Office Temperature. The Hot Topic…

It’s a challenge to find that one temperature that keeps everyone happy.


Temperature is one of the most important factors that impact our environmental comfort. It can impact on productivity and levels of absenteeism. Adequate temperature control is required to keep employees comfortable and concentrated on their work. And a difference of just a few degrees can have a significant impact on how focused and engaged employees are.

Surveys on job satisfaction, regularly highlight temperature as the biggest complaint about workplace. In fact, only 24% of respondents agreed that their office was an ideal temperature.

The problem is that temperature affects workers in different ways. A range of factors including gender, clothing etc. all influence the way in which a person reacts to temperature. The kind of work performed in the office even has an impact on preference; those performing more creative work generally prefer to work in a warmer temperature.


Office Temperature can impact productivity.


Research suggests that for most people an acceptable temperature for office work lies within the range of 18 to 23o C.

However, in the summer 50% of offices are considered too warm, while in the winter 52% of offices are considered too cold.

The problem with being too hot or too cold in the office is that it can directly impact your productivity; people don’t focus on work when their mind is distracted by the fact that they don’t feel comfortable.


Office Temperature effects employee wellness.


Temperature also effects the health and wellbeing of employees. Working in an environment with sustained hot temperatures can cause heat stress. While working in cold or fluctuating temperatures increases susceptibility to illness.

Absenteeism costs can have a significant impact on your business, so don’t allow temperature to speed up the spread of illness in your office. Temperature control must be a key consideration in any office fitout plans.

Another side effect of extreme office temperature is that people start to complain and in turn the general mood of the workforce will be negatively impacted.

Therefore, adjusting the temperature appropriately improves overall physical comfort and promotes a happier and friendlier culture among workers.


How to strike the balance.


The key is to have a steady temperature in the office year-round, with plenty of heating or cooling alternatives to adjust to changing conditions.

We tend to wear warmer clothes and more layers in winter so a cooler office temperature will compensate to give a more comfortable personal temperature. The opposite is true in summer when we wear lighter clothing.

Humidity also affects how you perceive temperature and a relative humidity level of 40% is recommended for comfort.

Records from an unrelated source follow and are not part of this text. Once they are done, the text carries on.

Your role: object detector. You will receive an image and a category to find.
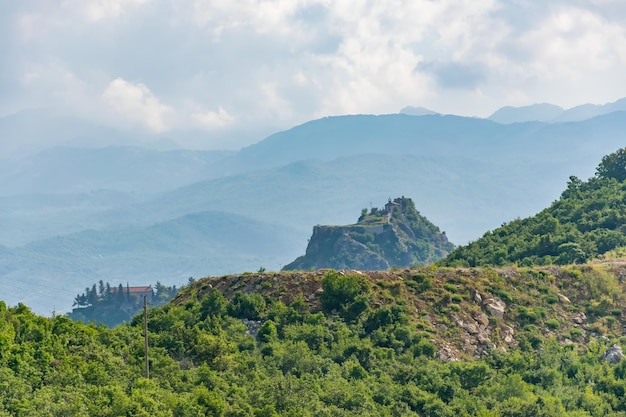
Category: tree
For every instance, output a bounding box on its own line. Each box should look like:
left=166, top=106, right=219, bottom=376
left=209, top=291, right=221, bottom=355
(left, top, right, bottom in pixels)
left=73, top=293, right=87, bottom=308
left=596, top=147, right=626, bottom=182
left=89, top=284, right=98, bottom=306
left=117, top=283, right=125, bottom=304
left=98, top=280, right=105, bottom=298
left=320, top=271, right=370, bottom=314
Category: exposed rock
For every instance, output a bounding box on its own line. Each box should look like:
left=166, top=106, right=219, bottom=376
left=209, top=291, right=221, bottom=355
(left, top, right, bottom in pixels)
left=474, top=291, right=483, bottom=304
left=242, top=319, right=262, bottom=338
left=558, top=293, right=571, bottom=303
left=464, top=322, right=480, bottom=335
left=437, top=346, right=459, bottom=362
left=501, top=325, right=515, bottom=345
left=484, top=299, right=506, bottom=319
left=475, top=313, right=490, bottom=328
left=501, top=324, right=515, bottom=336
left=603, top=344, right=624, bottom=364
left=572, top=312, right=587, bottom=324
left=477, top=332, right=491, bottom=345
left=283, top=197, right=454, bottom=271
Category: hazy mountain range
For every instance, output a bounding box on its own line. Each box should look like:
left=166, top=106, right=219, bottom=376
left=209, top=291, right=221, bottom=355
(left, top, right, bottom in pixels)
left=400, top=97, right=626, bottom=124
left=1, top=98, right=625, bottom=314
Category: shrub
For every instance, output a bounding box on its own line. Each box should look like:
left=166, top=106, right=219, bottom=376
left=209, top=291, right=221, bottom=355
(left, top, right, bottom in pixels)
left=443, top=283, right=457, bottom=293
left=320, top=271, right=370, bottom=312
left=545, top=319, right=560, bottom=329
left=412, top=339, right=436, bottom=357
left=227, top=291, right=266, bottom=320
left=570, top=328, right=583, bottom=338
left=257, top=320, right=278, bottom=343
left=200, top=289, right=227, bottom=319
left=544, top=293, right=559, bottom=304
left=411, top=273, right=433, bottom=293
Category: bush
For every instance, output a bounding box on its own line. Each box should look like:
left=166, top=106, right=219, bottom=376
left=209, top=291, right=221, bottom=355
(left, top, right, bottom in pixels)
left=412, top=339, right=437, bottom=357
left=320, top=271, right=370, bottom=312
left=257, top=320, right=278, bottom=343
left=545, top=319, right=560, bottom=329
left=570, top=328, right=583, bottom=338
left=227, top=291, right=266, bottom=320
left=443, top=283, right=457, bottom=293
left=200, top=289, right=228, bottom=319
left=410, top=273, right=433, bottom=293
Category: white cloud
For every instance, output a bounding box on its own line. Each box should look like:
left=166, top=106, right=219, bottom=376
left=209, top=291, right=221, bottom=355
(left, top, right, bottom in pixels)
left=192, top=0, right=315, bottom=37
left=61, top=0, right=152, bottom=22
left=3, top=0, right=626, bottom=144
left=191, top=107, right=234, bottom=129
left=101, top=78, right=173, bottom=132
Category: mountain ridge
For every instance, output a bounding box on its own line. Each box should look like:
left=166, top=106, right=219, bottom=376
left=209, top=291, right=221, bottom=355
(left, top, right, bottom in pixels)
left=3, top=110, right=626, bottom=314
left=484, top=97, right=626, bottom=124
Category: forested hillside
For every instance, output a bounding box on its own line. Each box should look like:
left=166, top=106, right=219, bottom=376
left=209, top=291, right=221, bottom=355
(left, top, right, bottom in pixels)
left=4, top=265, right=626, bottom=415
left=443, top=148, right=626, bottom=267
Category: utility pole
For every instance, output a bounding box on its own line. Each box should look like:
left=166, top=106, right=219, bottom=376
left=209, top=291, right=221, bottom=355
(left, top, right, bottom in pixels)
left=143, top=295, right=149, bottom=379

Most condensing air conditioning units can control humidity.

In warm periods, open windows to circulate fresh, cooler air. Desk fans can also be purchased as another method of cooling. In colder periods, turning the heating up is suggested but make sure the office doesn’t become so hot that employees feel sluggish and lose their level of productivity.

When planning your office fitout, you should consider that men and women work better in different temperatures. Women tend to feel the cold more than men due to their lower metabolic rate. In one study, researchers found that women feel more comfortable at a temperature that’s 2.5°C warmer than what men consider comfortable.

Taking these measures into account should ensure you have a happy, comfortable and productive workforce. Studies have found that absenteeism decreases when employees have control of their temperature.